Frontiers in Astronomy and Space Sciences—Yu Hong, Yue Deng, Qingyu Zhu, Astrid Maute, Marc Hairston, Cheng Sheng, Daniel Welling, and Ramon Lopez
(Left) Temporal variations of the ion convection boundary detected by the DMSP F16 on the dusk side (solid lines) and dawn side (dashed lines) in the (top) northern and (bottom) southern hemispheres. The vertical purple dashed line denotes the time when the IMF By reversed from positive to negative (around 00:20 UT October 9, 2012). (Right) Snapshots of the electric potential patterns in the northern (top) and southern (bottom) hemispheres at 22 UT on October 8 (By positive) and 02 UT on October 9 (By negative). The circle and triangle symbols refer to the ion convection boundary on the dusk-side and dawn-side, respectively. The gray dashed line in each snapshot indicates the DMSP F16 trajectory.

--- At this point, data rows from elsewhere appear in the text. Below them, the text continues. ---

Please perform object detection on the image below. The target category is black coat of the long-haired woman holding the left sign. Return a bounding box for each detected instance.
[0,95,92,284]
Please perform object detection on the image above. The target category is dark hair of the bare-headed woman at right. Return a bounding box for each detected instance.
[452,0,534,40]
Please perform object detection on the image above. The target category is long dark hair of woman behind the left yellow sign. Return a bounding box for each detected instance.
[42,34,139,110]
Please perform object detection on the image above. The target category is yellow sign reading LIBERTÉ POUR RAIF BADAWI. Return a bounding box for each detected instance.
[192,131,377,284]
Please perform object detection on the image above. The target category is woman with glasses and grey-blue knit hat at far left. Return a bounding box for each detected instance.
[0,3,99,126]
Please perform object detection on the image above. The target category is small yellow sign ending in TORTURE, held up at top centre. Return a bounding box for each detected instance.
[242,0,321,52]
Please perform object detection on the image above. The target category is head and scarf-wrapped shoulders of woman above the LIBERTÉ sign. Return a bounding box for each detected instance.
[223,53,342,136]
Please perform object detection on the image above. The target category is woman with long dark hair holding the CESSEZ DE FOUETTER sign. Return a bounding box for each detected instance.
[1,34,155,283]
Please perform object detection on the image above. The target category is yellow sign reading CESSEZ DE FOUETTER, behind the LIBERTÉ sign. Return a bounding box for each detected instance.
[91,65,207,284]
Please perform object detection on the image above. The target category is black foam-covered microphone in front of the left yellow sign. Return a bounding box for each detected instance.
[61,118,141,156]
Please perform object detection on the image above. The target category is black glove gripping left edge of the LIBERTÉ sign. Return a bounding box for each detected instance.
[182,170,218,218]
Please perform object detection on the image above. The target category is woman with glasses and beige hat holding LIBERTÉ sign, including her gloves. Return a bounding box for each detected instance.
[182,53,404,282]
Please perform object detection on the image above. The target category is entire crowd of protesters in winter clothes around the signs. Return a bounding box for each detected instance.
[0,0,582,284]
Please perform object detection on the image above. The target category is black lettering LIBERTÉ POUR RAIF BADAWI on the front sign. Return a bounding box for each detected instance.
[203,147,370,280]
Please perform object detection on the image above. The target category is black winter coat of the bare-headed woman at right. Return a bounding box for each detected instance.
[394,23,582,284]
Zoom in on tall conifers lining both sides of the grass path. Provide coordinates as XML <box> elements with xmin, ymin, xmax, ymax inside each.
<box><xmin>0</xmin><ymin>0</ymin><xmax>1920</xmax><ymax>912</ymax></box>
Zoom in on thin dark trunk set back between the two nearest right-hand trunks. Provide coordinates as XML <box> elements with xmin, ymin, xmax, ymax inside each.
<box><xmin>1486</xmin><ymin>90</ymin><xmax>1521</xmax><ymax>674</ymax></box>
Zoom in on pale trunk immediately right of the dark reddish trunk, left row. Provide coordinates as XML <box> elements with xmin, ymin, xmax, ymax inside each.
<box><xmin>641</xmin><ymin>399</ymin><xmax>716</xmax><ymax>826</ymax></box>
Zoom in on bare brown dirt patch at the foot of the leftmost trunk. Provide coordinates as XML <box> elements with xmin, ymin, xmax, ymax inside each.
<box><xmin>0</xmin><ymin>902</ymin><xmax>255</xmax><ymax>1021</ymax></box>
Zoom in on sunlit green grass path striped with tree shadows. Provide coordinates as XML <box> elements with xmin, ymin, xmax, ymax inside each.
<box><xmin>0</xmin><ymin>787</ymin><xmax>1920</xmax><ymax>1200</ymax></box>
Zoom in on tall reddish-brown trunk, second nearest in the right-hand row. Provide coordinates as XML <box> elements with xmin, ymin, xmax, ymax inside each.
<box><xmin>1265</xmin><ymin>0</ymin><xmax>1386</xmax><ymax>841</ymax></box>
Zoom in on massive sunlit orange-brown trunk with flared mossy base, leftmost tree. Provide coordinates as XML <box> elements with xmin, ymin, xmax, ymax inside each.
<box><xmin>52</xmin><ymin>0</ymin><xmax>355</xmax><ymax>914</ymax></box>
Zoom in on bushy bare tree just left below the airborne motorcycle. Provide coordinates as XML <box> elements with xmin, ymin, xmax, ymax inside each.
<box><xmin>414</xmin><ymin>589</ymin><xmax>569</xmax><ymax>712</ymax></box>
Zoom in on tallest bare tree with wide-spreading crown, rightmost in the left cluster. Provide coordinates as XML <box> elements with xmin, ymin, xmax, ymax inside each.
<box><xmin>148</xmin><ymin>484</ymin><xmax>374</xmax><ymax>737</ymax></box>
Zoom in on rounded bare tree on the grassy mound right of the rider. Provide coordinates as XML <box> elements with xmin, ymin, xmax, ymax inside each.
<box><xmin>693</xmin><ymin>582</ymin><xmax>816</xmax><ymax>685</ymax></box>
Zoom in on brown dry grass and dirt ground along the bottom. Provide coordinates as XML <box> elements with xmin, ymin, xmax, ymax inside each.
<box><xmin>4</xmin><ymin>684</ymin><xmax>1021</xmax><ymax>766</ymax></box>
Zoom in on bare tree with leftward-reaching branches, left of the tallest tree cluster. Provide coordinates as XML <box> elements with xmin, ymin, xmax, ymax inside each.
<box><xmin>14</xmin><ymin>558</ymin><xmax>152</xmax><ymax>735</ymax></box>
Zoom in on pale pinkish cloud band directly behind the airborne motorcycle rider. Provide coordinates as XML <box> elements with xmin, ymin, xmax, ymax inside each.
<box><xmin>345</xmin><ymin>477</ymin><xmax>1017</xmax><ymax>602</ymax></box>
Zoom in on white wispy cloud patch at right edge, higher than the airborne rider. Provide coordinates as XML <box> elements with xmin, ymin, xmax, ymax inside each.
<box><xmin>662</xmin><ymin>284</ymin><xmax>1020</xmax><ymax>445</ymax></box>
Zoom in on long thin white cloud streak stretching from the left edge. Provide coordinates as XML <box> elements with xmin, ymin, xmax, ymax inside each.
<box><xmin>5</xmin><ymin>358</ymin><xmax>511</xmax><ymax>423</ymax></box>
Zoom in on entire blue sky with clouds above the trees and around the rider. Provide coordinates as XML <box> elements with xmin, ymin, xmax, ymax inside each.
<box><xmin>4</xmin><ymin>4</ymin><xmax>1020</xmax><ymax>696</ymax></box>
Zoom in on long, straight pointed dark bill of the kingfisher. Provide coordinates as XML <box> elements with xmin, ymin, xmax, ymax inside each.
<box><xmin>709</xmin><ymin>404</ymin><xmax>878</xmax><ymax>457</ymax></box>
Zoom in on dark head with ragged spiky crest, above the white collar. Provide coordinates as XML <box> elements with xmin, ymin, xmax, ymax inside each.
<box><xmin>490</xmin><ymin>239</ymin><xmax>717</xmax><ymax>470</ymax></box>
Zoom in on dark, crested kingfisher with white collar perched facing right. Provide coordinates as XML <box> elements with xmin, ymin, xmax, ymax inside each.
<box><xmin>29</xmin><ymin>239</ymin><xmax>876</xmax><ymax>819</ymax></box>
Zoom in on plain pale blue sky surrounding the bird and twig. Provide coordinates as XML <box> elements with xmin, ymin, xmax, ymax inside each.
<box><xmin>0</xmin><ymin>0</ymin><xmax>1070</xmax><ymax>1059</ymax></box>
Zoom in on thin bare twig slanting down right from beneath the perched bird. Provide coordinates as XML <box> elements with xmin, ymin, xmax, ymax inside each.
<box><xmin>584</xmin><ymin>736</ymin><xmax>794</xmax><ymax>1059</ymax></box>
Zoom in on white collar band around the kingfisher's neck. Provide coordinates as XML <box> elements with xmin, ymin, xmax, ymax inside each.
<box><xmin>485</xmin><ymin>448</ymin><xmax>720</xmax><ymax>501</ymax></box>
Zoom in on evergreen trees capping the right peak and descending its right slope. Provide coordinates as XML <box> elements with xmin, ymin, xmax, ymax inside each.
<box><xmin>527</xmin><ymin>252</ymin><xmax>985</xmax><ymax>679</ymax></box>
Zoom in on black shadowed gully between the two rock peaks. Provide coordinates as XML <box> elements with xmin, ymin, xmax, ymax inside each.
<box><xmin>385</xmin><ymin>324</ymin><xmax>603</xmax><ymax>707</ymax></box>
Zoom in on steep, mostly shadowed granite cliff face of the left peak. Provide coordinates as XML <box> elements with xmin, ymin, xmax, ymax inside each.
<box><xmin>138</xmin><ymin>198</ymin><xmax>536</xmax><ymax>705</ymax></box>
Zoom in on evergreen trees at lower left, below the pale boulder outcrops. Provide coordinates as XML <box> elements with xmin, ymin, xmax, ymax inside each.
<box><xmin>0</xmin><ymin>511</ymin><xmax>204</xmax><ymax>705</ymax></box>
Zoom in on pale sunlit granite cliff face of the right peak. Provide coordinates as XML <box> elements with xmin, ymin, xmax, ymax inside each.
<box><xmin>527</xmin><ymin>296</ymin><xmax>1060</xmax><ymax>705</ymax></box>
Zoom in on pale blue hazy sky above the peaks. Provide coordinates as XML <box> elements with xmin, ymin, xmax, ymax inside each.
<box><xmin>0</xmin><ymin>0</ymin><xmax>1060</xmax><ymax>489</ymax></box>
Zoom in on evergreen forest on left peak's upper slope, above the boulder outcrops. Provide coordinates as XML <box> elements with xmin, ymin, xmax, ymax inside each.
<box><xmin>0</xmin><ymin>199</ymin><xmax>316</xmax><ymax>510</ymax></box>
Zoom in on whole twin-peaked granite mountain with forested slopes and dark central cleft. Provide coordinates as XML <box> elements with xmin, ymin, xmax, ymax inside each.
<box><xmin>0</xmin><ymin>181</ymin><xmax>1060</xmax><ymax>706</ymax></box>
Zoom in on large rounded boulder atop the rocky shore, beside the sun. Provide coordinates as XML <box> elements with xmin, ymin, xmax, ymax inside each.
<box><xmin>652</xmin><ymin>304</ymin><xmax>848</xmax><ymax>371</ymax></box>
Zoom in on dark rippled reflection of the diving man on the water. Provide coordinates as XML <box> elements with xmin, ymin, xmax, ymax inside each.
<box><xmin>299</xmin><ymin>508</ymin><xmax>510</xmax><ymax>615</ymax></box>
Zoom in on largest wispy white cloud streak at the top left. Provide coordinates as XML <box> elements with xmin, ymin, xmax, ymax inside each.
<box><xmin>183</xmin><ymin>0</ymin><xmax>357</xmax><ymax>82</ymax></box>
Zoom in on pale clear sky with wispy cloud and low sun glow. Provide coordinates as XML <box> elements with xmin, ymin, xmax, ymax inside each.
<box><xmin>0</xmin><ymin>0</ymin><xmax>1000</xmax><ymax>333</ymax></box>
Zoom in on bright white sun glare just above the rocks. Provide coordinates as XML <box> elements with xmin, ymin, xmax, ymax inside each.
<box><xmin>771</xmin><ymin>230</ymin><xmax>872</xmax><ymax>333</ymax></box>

The inter-hemispheric asymmetry (IHA) in the Earth’s ionosphere-thermosphere (IT) system can be pronounced during geomagnetic storms and its cause remains unclear. The IHA in the high-latitude electrodynamic forcings (e.g., ion convection and auroral particle precipitation) can contribute to the observed IHA in the IT system but a comprehensive understanding of the pathway is lacking. Numerical simulations could help address this question but accurate specifications of high-latitude forcings are needed. In this study, we utilize field-aligned currents (FACs) obtained from the Active Magnetosphere and Planetary Electrodynamics Response Experiment data set to specify the high-latitude electric potential in the Global Ionosphere and Thermosphere Model (GITM) to examine the IHAs in the IT system during the 8-9 October 2012 storm. It is found that the FAC-driven GITM simulation overperforms the simulation driven by empirical models in terms of capturing the spatiotemporal variations of the high-latitude ion convection. Meanwhile, it is found that the cross-polar-cap potential, hemispheric power and the convection equatorial boundary display significant IHAs. Furthermore, the thermospheric response during this storm are studied. It is found that the FAC-driven GITM simulation can well capture the neutral density response observed by the Gravity field and steady-state Ocean Circulation Explorer (GOCE) satellite on the dusk-side. In addition, the IHA in the neutral density response follows the IHA in the Joule heating dissipation with a time delay of ~3 h. Our study helps to improve the understanding of storm-time IHA in the high-latitude forcings and its effects on the IT system.